Back-to-back run days, stacked intensity sessions, or strength work layered on top of running without recovery space gradually exceed tissue tolerance.
This is why masters runners often say:
“I didn’t change anything, and suddenly everything hurts.”
The body changed. The training didn’t.
These Are Not “Wear and Tear” Injuries
Masters runners are more likely to develop:
Achilles tendinopathy
Calf strains
Proximal hamstring tendinopathy
Gluteal tendinopathy
These are overload injuries, not degenerative failures.
They reflect tissues that are under-prepared for the way they’re being loaded, not tissues that are too old to load.
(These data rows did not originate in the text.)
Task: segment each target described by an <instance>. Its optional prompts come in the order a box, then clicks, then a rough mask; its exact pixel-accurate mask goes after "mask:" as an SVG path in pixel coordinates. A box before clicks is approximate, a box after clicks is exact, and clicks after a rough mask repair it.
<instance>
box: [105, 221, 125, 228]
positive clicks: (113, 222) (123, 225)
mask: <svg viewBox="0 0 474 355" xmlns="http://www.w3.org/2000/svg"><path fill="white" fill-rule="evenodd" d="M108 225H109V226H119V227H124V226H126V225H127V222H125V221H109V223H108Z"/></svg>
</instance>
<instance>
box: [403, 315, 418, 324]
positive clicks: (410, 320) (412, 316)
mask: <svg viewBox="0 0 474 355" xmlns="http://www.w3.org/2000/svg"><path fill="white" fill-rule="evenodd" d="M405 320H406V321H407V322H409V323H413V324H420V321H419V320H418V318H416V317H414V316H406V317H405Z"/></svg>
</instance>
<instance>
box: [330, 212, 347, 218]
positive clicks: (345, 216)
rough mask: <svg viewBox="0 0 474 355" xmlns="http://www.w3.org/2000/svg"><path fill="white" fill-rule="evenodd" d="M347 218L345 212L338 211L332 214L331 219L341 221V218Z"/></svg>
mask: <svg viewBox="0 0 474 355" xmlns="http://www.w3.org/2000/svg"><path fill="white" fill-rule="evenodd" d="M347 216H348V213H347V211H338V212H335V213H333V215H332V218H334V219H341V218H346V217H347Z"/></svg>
The Real Fix: Match Load to Capacity
Staying injury-free as a masters runner isn’t about running less. It’s about running smarter.
Key principles:
Strength train to restore force reserve and protect tendons
Manage density, not just mileage
Avoid stacking hard days back-to-back
Allow recovery to catch up with training stress
Use cross-training strategically to maintain fitness without excess impact
When load matches capacity, masters runners don’t just stay healthy, they often keep improving.
The Bottom Line
Age doesn’t cause running injuries. Unmanaged load does.
Masters runners who respect how their tissues adapt, prioritise strength, and manage training density can remain consistent, competitive, and confident for decades.
Age changes the rules, but it doesn’t end the game.